3. It Reveals the (Fallible) Observer

Consider the statement “The Earth is round”. Notice how the verb to be carries with it an intellectual momentum of completeness, finality, and time-independence. It sounds like an absolute, immutable truth, doesn’t it? Yes, it does… exactly like the statement “The Earth is flat” just a few hundred years ago.

The alternative E-Prime construct “The Earth looks round” shows that an observer exists — an observer that simply perceives the Earth as round — and that this observer may have flaws in perception. E-Prime brings back a certain ‘humbleness’ in language, getting rid of the “God Mode” in speech and reminding us we make mistakes.

4. It Avoids Premature Judging and Labeling

E-Prime discourages abstractions that lead to labeling and prejudice. Contrast “Mary is Christian” with “Mary believes in the existence of Christ”. While these two sentences have the same meaning, the E-prime version avoids any prejudices associated with the label ‘Christian’.

As a side note, labeling happens not only when dealing with other people, but with ourselves. If you find yourself saying “I’m a pig!”, try the E-Prime “I eat like a pig”, or, going further, “I ate twice as much as I usually do at dinner”.

5. It Brings the Role Players Back

When using E-Prime, you’ll soon notice that using passive voice can get very hard. Although this looks limiting at first, I can tell that you’ll hardly miss passive voice once you get used to it.

When you can’t resort to uncompromising statements such as “Mistakes were made”, you’ll have to rephrase it as, say, “Steve made a mistake”. Or, if you really don’t know (or don’t want to expose) the doer, you could use “Someone in this room made a mistake”. This latter statement still rises as a superior alternative to the former, since at least you explicitly point out that exists a doer behind the action.

6. It Makes Language More Colorful

Before using it, I believed that E-Prime would make language more convoluted, duller and less personal.

Granted, your language may suffer if you have just taken your first steps in E-Prime (like me). However, with a little bit of practice, you’ll notice that E-Prime provides an excellent opportunity for a much more vibrant and vigorous way of writing. (Or do you think I didn’t consider the verb to be before choosing provides in the previous sentence?)

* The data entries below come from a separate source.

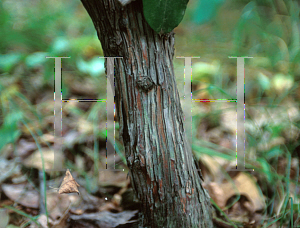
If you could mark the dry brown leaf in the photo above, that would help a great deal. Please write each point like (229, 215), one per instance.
(69, 185)
(35, 160)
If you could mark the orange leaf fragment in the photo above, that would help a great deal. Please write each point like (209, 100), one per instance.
(69, 185)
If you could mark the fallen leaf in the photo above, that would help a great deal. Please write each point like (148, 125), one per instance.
(69, 184)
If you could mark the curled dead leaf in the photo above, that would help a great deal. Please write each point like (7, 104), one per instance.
(69, 185)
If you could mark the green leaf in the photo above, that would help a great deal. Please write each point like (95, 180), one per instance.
(206, 10)
(164, 15)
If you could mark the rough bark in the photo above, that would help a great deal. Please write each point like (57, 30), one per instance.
(148, 108)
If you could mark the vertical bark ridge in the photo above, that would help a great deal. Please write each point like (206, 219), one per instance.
(151, 119)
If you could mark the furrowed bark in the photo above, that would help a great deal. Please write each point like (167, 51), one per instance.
(148, 108)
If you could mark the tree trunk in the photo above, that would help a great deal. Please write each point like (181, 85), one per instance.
(160, 160)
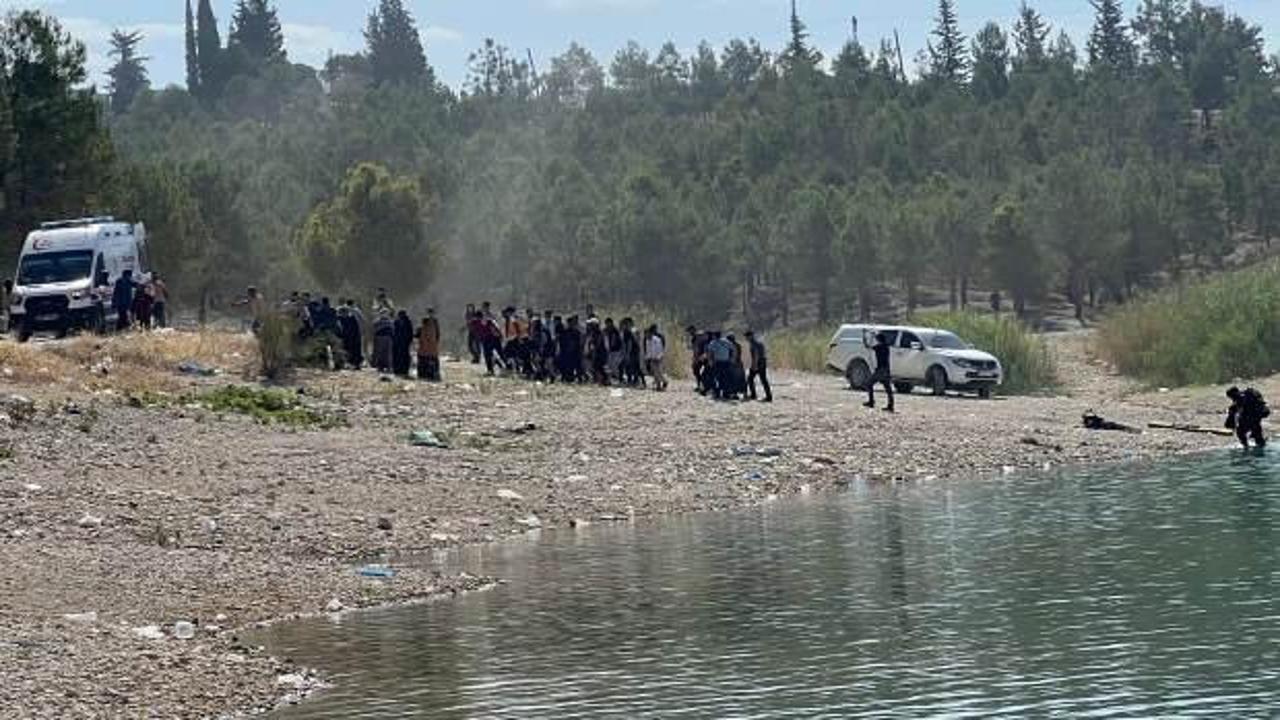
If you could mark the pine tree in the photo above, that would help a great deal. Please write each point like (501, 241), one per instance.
(209, 50)
(128, 76)
(1157, 22)
(256, 30)
(949, 59)
(192, 55)
(394, 45)
(799, 54)
(1110, 46)
(990, 63)
(1031, 32)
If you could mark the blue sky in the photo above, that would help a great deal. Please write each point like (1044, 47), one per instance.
(452, 28)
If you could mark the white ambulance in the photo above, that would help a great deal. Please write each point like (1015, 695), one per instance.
(67, 272)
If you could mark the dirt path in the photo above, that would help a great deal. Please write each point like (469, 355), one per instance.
(115, 518)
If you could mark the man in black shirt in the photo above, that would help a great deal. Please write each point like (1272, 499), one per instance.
(1248, 410)
(759, 368)
(882, 374)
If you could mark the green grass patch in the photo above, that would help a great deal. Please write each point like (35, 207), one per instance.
(1215, 331)
(266, 406)
(799, 349)
(1028, 364)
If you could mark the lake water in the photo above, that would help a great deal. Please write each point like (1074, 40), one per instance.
(1133, 592)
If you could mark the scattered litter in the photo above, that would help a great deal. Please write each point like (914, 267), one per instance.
(375, 572)
(1037, 442)
(426, 438)
(149, 632)
(1095, 422)
(199, 369)
(90, 522)
(757, 452)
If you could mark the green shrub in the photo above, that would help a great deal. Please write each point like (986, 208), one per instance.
(1027, 361)
(799, 349)
(266, 406)
(1210, 332)
(277, 337)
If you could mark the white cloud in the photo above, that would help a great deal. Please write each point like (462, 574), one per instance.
(437, 33)
(599, 5)
(311, 44)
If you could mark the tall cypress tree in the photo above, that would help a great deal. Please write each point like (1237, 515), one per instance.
(256, 30)
(799, 54)
(949, 59)
(1110, 46)
(192, 54)
(128, 76)
(209, 51)
(394, 45)
(1031, 32)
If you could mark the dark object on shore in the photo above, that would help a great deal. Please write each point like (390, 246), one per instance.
(1095, 422)
(1185, 428)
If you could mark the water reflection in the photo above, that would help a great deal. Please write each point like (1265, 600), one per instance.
(1134, 592)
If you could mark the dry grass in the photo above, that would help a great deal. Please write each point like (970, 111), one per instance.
(126, 363)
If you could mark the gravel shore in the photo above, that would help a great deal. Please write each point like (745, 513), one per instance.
(118, 522)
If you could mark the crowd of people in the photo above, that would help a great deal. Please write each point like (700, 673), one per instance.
(551, 347)
(539, 346)
(140, 304)
(389, 346)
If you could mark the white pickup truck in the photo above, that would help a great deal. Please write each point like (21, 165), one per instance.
(919, 356)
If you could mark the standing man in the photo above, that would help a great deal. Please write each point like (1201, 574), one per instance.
(159, 301)
(122, 300)
(654, 355)
(429, 349)
(472, 340)
(759, 368)
(721, 354)
(1248, 410)
(883, 374)
(5, 295)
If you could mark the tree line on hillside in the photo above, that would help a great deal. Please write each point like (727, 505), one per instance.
(726, 178)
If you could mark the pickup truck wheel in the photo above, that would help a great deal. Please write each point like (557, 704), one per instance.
(859, 374)
(937, 381)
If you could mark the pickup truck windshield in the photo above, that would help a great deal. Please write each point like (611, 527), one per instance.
(947, 341)
(55, 267)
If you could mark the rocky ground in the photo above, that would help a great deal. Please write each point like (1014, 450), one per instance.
(119, 518)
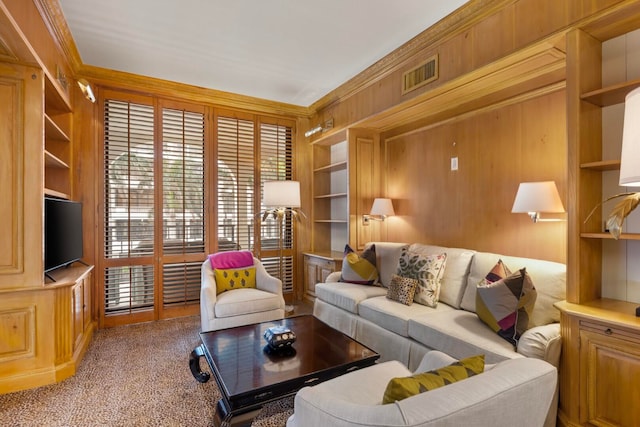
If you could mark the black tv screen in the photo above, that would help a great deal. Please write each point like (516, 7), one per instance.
(62, 233)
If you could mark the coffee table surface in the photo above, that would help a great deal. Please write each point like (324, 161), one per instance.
(248, 376)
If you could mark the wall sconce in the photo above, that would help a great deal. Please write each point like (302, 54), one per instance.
(380, 210)
(320, 128)
(536, 197)
(85, 87)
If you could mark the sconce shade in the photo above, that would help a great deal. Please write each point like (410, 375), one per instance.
(537, 197)
(85, 87)
(279, 194)
(382, 207)
(630, 158)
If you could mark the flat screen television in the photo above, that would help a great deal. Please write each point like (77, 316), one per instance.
(62, 233)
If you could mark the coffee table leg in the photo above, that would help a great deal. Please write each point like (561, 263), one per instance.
(194, 365)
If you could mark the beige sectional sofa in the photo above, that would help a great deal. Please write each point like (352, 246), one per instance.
(407, 333)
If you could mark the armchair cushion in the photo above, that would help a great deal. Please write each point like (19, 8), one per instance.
(402, 387)
(231, 259)
(235, 278)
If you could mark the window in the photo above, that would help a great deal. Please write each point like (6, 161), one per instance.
(144, 271)
(157, 200)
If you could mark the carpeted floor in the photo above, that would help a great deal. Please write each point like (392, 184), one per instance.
(134, 375)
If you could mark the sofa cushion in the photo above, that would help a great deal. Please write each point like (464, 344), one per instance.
(347, 296)
(505, 305)
(387, 255)
(359, 268)
(400, 388)
(427, 270)
(402, 289)
(235, 278)
(454, 279)
(246, 301)
(394, 317)
(549, 278)
(460, 334)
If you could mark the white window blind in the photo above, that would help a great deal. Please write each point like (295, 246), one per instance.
(182, 181)
(276, 165)
(183, 208)
(236, 180)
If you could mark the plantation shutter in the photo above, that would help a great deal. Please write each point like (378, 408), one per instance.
(183, 209)
(276, 165)
(129, 206)
(236, 179)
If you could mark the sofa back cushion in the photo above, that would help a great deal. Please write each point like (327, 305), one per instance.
(549, 279)
(387, 256)
(454, 279)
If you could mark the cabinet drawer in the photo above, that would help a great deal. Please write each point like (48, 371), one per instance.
(611, 330)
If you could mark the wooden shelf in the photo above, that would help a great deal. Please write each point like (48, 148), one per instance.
(603, 165)
(53, 131)
(330, 196)
(610, 95)
(58, 194)
(52, 161)
(623, 236)
(56, 100)
(334, 167)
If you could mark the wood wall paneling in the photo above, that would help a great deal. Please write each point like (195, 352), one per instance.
(496, 151)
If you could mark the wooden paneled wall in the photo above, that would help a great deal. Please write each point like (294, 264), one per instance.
(471, 207)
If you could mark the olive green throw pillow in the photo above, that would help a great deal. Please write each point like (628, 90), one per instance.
(401, 388)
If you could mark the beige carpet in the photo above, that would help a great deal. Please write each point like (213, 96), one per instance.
(134, 375)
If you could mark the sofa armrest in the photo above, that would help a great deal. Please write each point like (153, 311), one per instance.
(333, 277)
(542, 342)
(433, 360)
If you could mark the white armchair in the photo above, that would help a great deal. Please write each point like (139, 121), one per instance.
(239, 306)
(517, 392)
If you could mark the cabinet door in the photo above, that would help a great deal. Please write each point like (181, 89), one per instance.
(21, 130)
(610, 374)
(78, 313)
(87, 301)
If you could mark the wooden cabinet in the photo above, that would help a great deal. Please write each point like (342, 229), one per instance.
(57, 147)
(330, 194)
(606, 337)
(600, 362)
(317, 266)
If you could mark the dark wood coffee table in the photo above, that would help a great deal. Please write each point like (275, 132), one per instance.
(248, 377)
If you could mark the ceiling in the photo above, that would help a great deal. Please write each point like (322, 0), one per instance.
(290, 51)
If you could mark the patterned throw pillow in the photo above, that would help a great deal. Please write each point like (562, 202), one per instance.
(235, 278)
(506, 305)
(499, 271)
(402, 289)
(401, 388)
(427, 270)
(359, 269)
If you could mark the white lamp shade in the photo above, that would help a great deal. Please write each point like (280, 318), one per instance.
(281, 194)
(537, 197)
(382, 207)
(630, 157)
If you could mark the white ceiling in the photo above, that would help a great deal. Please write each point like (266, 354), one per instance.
(291, 51)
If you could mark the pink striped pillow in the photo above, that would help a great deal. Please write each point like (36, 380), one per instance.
(231, 259)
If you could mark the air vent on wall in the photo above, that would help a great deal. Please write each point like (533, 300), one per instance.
(419, 76)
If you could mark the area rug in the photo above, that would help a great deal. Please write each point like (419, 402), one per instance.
(135, 375)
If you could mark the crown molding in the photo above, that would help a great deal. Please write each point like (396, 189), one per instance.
(450, 26)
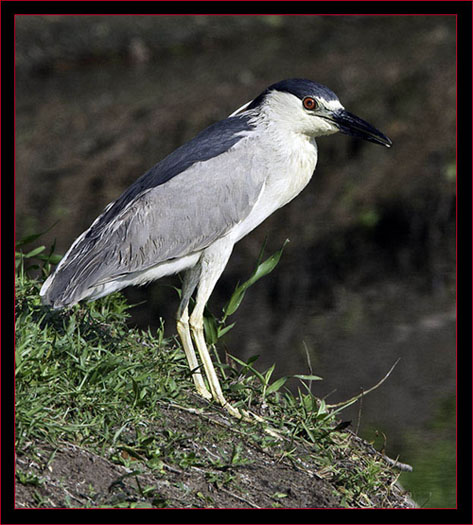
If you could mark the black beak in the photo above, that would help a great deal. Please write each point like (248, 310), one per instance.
(352, 125)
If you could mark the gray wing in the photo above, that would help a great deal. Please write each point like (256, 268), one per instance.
(183, 215)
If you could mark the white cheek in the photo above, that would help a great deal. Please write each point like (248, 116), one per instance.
(323, 126)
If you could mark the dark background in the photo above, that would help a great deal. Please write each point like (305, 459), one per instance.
(369, 274)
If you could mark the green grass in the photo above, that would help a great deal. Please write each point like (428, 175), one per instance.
(84, 377)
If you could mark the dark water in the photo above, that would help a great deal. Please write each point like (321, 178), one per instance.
(347, 306)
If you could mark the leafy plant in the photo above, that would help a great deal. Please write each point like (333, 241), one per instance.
(217, 328)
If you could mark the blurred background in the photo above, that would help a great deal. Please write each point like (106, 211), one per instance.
(369, 274)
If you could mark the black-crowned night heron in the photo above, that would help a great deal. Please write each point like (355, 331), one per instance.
(189, 210)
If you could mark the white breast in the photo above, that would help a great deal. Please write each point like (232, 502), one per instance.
(291, 163)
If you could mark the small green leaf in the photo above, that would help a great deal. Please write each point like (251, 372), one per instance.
(34, 252)
(276, 385)
(222, 331)
(308, 378)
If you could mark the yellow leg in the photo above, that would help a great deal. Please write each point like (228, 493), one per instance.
(185, 335)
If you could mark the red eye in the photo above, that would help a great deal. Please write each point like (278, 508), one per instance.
(309, 103)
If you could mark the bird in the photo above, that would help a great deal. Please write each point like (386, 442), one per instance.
(188, 211)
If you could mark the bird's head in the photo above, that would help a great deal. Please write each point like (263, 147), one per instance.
(307, 107)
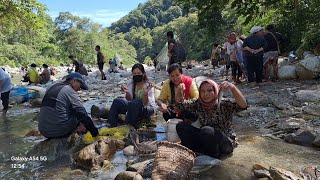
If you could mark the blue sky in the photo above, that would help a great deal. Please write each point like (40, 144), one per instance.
(100, 11)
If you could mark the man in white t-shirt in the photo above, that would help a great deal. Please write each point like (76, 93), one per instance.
(5, 88)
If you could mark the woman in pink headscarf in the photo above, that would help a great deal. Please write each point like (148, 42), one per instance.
(207, 128)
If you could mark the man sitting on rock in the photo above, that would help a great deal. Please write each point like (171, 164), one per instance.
(62, 112)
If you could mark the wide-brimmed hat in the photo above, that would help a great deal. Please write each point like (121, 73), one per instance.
(255, 29)
(78, 77)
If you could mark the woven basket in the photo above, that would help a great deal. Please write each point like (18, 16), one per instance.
(172, 161)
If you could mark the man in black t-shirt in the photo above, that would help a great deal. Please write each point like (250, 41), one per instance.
(271, 53)
(100, 62)
(75, 63)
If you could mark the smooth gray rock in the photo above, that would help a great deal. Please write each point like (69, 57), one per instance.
(308, 95)
(94, 154)
(316, 142)
(287, 72)
(60, 149)
(128, 175)
(302, 137)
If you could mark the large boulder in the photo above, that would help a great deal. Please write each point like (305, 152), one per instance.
(301, 137)
(304, 73)
(312, 64)
(309, 68)
(128, 175)
(100, 111)
(59, 149)
(308, 96)
(94, 154)
(288, 72)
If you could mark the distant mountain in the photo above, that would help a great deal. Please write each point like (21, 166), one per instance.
(151, 14)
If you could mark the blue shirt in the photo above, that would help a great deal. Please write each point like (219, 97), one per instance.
(5, 79)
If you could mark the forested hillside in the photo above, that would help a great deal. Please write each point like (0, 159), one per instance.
(28, 34)
(151, 14)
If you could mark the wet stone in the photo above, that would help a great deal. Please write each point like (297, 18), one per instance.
(94, 154)
(128, 175)
(302, 137)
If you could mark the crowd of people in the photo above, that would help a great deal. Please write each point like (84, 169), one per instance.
(253, 58)
(207, 126)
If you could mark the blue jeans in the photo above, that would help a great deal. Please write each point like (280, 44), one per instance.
(134, 110)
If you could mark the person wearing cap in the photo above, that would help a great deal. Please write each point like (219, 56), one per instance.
(178, 87)
(254, 45)
(62, 112)
(5, 88)
(45, 74)
(271, 54)
(32, 75)
(234, 50)
(100, 62)
(75, 63)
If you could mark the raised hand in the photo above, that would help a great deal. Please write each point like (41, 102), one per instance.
(124, 88)
(225, 85)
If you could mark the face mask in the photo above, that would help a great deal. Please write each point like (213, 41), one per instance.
(137, 78)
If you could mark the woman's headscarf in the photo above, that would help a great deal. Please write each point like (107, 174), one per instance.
(209, 106)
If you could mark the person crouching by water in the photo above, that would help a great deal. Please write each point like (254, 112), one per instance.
(178, 87)
(139, 99)
(62, 112)
(211, 133)
(45, 74)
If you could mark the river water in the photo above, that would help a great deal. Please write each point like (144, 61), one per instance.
(252, 149)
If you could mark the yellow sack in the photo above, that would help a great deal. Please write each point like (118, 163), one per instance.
(116, 133)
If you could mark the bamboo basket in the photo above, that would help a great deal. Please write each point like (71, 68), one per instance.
(172, 161)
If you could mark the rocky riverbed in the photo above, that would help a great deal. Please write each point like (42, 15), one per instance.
(280, 128)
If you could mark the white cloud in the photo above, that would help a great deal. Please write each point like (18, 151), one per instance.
(102, 16)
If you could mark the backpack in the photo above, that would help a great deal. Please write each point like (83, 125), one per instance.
(180, 52)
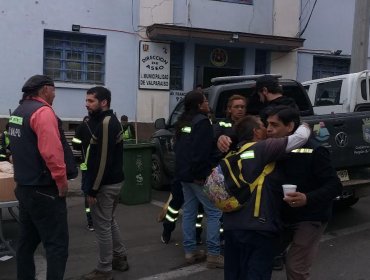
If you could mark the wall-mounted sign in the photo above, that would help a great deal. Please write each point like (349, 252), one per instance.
(218, 57)
(154, 65)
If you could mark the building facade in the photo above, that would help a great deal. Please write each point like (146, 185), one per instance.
(149, 53)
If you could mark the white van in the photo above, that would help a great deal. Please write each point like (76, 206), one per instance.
(340, 94)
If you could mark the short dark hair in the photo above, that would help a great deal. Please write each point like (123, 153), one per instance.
(286, 114)
(270, 82)
(101, 93)
(245, 126)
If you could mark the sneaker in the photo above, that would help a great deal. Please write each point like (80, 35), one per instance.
(278, 263)
(120, 263)
(166, 237)
(98, 275)
(215, 261)
(196, 256)
(90, 227)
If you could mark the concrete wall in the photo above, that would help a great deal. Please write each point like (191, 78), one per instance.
(22, 34)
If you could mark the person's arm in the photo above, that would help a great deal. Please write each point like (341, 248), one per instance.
(44, 123)
(202, 134)
(102, 139)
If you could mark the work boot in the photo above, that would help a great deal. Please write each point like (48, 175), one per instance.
(199, 235)
(166, 236)
(278, 263)
(98, 275)
(196, 256)
(215, 261)
(120, 263)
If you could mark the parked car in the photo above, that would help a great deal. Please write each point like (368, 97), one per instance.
(340, 94)
(346, 135)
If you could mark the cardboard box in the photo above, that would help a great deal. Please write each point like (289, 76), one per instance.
(7, 186)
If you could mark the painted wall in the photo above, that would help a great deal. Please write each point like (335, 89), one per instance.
(226, 16)
(21, 45)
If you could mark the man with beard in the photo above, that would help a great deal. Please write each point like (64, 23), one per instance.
(306, 211)
(41, 176)
(271, 94)
(104, 177)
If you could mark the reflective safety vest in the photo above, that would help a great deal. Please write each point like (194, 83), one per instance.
(127, 134)
(225, 124)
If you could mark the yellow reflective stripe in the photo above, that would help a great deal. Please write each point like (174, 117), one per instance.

E-Prime promotes not only richer verb diversity but also improvements in style, too. If forced to rewrite common sentences such as “Sarah is wealthy”, one can come up with many stylistically superior variations instead, such as “Sarah possesses many riches”.

7. It Stimulates Debate

“You’re wrong”! In E-Prime, this easily turns into “I don’t see it that way”. This style of communication immediately opens the possibility for debate, without the need to overturn the other person’s statements first. Declarations such as “I liked the movie” invite healthy discussion and the sharing of different opinions — much more enticingly than the usual “The movie was good”.

In E-Prime, we deal with perceptions, not absolute truths. And perceptions never override each other, and thus can never clash.

8. It Improves Creativity

E-Prime can also help in the realm of creativity and problem solving. Firstly, it dissolves notions such as “There is no solution!”, turning them into superior choices such as “I haven’t found any solutions (yet)”.

More than that, E-Prime helps you overcome generalizations and get to the facts more objectively, enabling you to find solutions initially overlooked. After some E-Prime reframing, “The customer is stupid!” could become “The customer won’t buy our product even though it costs less”. The latter makes a much better starting point for coming up with solutions than the former.

9. It Exercises Your Brain

If for nothing else, try E-Prime for an excellent brain workout! Trust me, you’ll never know how challenging it gets if you don’t try it. Learning E-Prime feels exactly like learning a new language, except that instead of learning new constructs, you must ‘unlearn’ part of what you already know. It will fire up your neurons!